I hadn't slept enough, nowhere near enough. And those three glasses of red wine had caused headaches well out of proportion with the amount of alcohol they contained, but that was probably because the tiny portion of roast pork in my dinner wouldn't have satisfied a sparrow. And once I had woken up I had to sit for hours on a bus as it stop-started through smoggy crowded streets, then trudge through hundreds or thousands of people shuffling slowly in front of me.

I eventually found my room, and after a few hours of sleep my foul mood lifted long enough for me to realise... hold on a minute... that I wasn't hungover, I was jetlagged! And this wasn't London, it was Bangkok. That was the 414, it was the airport shuttle!!

It all suddenly made sense.

And so here I am no, trying to face breakfast when all my body wants to be doing is what all sane Londoners are doing at the moment - making the always-unwise decision to have a third martini!

Of course, there are thousands of differences between Bangkok and London. You can get good coffee here, for a start. The service in cafes is pretty bad in both places sure, but when you pester waiters in London you just get attitude, but here them seem a little panic-stricken that the foreigner has come up with yet another request! What, a spoon now? their expression seems to say. Hold on, I'll see what I can do. Also, when you're buying illegal copies of DVDs at street markets over here, they're willing to take orders of movies from you, then deliver them to you piping hot from the DVD burner in a couple of hours.
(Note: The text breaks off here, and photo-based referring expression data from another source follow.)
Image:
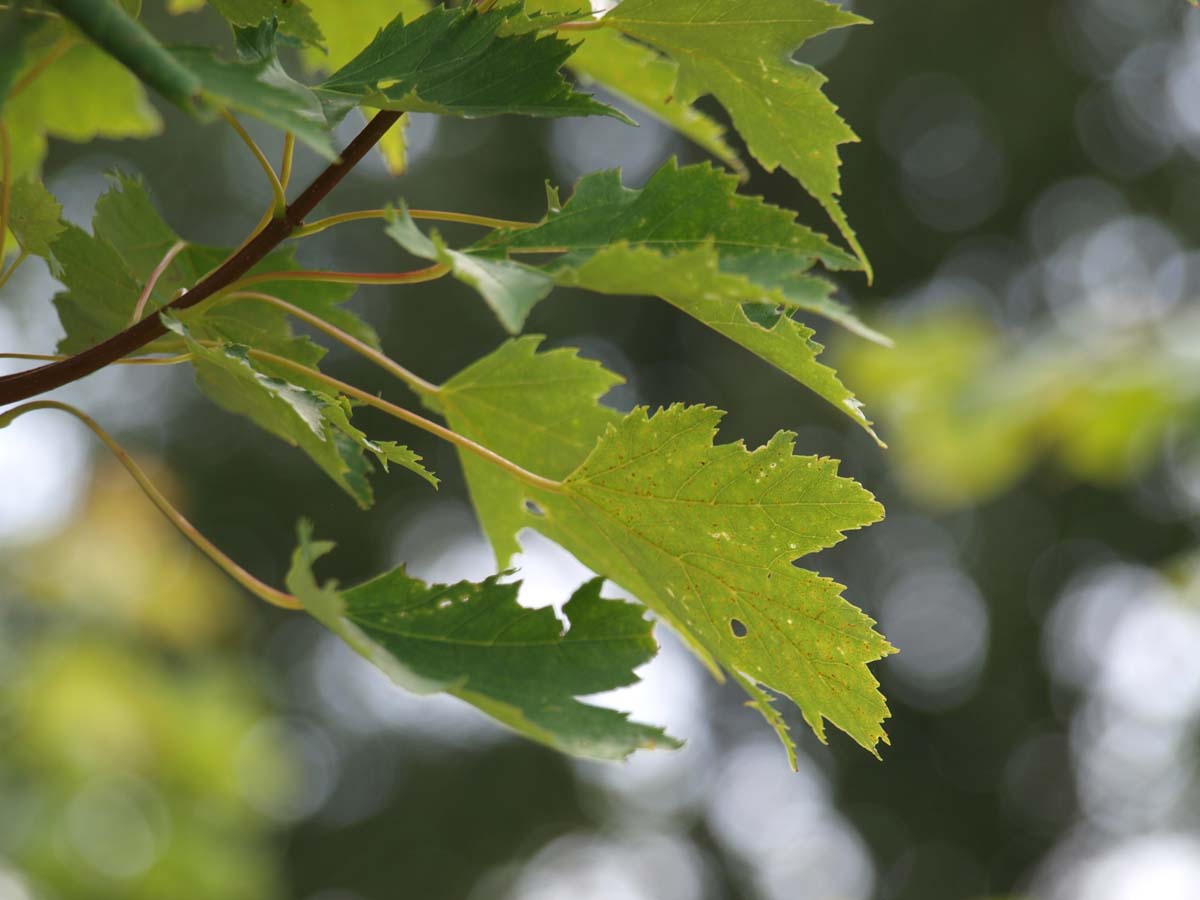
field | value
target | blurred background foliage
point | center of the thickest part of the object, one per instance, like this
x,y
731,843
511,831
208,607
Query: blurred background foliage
x,y
1026,187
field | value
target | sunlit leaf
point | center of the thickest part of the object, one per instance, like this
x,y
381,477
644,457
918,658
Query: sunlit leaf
x,y
703,534
741,52
475,642
457,63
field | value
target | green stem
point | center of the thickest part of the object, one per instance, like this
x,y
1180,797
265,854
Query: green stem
x,y
412,418
281,198
123,36
384,361
256,587
417,276
163,264
289,148
5,185
321,225
130,361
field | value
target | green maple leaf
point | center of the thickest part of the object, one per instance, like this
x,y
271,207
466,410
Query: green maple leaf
x,y
720,257
294,18
105,273
35,216
475,642
642,77
317,423
693,282
539,409
703,534
459,63
511,289
741,52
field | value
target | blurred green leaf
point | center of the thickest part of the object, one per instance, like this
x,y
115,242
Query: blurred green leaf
x,y
457,63
35,216
511,289
317,423
105,274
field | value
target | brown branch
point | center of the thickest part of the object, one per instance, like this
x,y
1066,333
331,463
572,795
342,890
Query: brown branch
x,y
22,385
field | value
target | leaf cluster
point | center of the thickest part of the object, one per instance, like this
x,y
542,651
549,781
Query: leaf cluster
x,y
705,534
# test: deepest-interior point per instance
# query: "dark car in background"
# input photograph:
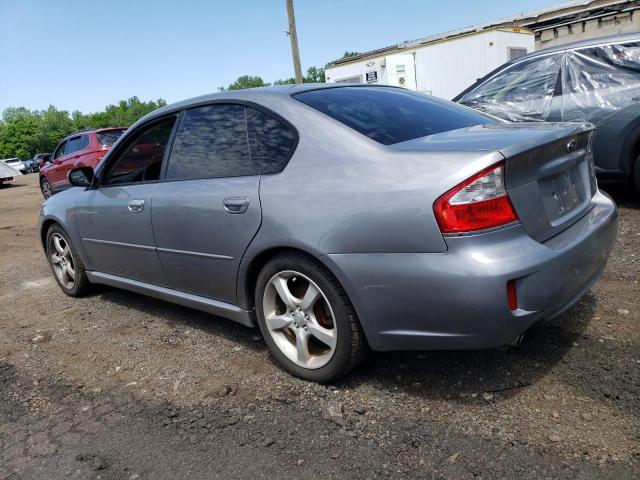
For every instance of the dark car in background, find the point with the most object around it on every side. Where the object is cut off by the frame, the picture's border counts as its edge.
(80, 149)
(596, 81)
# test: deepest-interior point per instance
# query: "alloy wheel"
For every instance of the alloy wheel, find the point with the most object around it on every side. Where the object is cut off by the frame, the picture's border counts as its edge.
(299, 319)
(62, 261)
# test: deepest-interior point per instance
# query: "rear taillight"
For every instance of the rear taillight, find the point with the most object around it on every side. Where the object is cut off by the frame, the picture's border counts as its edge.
(478, 203)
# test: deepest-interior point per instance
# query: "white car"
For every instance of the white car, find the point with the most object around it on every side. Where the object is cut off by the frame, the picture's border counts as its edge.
(17, 164)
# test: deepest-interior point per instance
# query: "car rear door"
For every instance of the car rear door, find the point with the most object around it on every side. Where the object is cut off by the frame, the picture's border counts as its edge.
(114, 220)
(207, 209)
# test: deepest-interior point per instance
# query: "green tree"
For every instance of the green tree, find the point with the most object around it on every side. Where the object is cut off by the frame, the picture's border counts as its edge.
(24, 132)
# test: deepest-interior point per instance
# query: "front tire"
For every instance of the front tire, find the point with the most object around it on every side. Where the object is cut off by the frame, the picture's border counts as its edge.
(66, 265)
(307, 320)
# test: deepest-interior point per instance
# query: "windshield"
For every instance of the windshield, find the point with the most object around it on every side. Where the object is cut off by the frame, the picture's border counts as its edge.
(390, 115)
(108, 138)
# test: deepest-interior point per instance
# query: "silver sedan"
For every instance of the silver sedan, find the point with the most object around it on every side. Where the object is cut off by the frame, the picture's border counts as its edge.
(340, 219)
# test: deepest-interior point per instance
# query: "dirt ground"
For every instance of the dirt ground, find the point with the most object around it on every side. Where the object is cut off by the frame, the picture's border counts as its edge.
(120, 386)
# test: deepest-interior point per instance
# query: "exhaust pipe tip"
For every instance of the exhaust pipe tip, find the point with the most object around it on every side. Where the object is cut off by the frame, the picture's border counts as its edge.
(516, 341)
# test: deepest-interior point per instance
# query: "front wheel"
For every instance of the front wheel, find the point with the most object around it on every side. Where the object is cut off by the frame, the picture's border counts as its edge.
(307, 320)
(66, 264)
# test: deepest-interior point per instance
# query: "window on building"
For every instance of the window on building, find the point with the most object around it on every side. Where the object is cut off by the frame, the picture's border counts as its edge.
(516, 52)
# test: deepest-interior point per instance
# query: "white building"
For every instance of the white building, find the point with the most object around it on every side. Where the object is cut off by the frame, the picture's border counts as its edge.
(441, 65)
(446, 64)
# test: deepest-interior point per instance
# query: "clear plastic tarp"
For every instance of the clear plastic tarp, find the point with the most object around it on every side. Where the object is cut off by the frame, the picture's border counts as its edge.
(586, 84)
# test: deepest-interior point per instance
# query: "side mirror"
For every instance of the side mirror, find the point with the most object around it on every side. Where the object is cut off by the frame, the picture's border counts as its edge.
(81, 177)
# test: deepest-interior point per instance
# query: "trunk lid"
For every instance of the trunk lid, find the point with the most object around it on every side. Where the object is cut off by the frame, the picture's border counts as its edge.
(549, 173)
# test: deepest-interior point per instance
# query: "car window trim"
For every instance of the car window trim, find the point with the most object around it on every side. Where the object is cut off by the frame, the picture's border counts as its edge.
(123, 146)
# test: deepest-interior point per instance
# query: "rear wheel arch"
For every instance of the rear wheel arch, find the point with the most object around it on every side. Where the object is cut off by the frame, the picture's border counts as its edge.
(257, 264)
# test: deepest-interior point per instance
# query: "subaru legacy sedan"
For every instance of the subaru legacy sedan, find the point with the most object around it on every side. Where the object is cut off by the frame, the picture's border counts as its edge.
(340, 219)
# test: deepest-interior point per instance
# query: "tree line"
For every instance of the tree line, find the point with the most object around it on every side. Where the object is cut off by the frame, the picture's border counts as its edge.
(24, 132)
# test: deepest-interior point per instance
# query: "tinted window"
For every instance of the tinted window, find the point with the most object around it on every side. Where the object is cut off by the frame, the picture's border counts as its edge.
(60, 150)
(390, 115)
(271, 142)
(109, 138)
(76, 144)
(211, 142)
(142, 159)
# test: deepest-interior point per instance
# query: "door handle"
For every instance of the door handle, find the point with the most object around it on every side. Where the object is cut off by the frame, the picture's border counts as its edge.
(236, 204)
(135, 206)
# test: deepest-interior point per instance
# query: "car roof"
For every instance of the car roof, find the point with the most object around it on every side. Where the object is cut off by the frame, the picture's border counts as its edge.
(93, 130)
(251, 95)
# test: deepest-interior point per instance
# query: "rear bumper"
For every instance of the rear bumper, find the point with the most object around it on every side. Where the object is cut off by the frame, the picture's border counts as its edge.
(457, 299)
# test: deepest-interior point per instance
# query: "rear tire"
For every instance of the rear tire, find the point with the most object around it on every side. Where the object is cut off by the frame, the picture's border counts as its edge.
(45, 188)
(315, 334)
(66, 265)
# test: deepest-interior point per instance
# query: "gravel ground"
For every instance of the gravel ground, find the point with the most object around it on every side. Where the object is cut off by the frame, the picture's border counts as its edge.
(120, 386)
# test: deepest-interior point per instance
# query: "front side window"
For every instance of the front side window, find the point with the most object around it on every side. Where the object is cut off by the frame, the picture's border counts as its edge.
(390, 115)
(108, 138)
(60, 150)
(141, 160)
(521, 92)
(211, 142)
(271, 142)
(76, 144)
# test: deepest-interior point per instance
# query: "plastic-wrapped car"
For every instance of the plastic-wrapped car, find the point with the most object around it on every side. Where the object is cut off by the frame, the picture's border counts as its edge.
(596, 81)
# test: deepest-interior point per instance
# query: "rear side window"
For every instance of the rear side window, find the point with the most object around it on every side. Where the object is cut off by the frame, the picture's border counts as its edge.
(211, 142)
(390, 115)
(60, 150)
(109, 138)
(76, 144)
(271, 142)
(141, 161)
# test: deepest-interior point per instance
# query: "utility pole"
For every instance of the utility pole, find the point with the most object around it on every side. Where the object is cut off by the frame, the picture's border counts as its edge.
(294, 41)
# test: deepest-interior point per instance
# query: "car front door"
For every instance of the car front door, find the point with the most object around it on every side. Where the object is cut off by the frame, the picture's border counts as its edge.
(207, 209)
(114, 219)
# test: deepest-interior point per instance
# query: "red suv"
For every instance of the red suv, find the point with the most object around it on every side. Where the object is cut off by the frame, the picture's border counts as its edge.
(80, 149)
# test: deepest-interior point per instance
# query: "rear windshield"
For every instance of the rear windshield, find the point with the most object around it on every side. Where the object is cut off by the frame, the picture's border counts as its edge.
(110, 137)
(390, 115)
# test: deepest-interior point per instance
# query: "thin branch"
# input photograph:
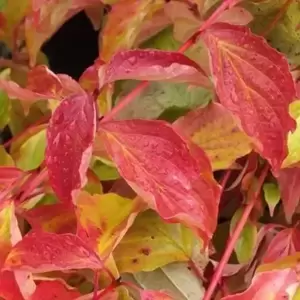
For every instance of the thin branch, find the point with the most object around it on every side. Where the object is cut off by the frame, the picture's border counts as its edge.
(237, 231)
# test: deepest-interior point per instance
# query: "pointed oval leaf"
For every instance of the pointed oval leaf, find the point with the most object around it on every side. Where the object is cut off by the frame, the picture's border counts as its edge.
(150, 243)
(41, 252)
(70, 138)
(150, 64)
(272, 195)
(158, 164)
(104, 219)
(289, 185)
(253, 81)
(124, 23)
(214, 129)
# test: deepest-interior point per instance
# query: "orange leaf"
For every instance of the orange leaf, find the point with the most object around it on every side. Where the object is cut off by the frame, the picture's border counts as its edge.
(253, 81)
(158, 164)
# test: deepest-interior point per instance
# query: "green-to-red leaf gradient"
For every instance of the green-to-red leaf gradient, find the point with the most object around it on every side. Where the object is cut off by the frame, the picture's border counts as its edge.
(41, 252)
(158, 164)
(253, 81)
(150, 64)
(70, 137)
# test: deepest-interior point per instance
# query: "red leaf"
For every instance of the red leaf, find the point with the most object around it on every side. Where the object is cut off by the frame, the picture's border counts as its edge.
(8, 176)
(286, 242)
(42, 84)
(8, 287)
(253, 81)
(153, 65)
(157, 163)
(45, 17)
(46, 252)
(270, 285)
(154, 295)
(57, 218)
(289, 185)
(49, 290)
(70, 137)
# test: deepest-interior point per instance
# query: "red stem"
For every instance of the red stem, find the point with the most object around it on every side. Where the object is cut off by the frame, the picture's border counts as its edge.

And in London to brown your undergarments as a twenty-tonne bus heads straight towards you, you have to get on your bike. Here, the experience is available on a tuk-tuk, allowing you to mentally draft your will as exhaust fumes blow gently through your hair.

Another thing - they have a huge "Democracy Monument" here. It commemorates the move to a consituitional monarchy in the 30s, and was the scene of massive riots and the deadly put-down by the army in the 70s. It's quite a sight, two massive pillars arcing towards the sky in the middle of a massive roundabout. The effect is qutie beautiful and poignant. One thing. There's a McDonald's overlooking it. Who said global corporations don't have a sense of humour?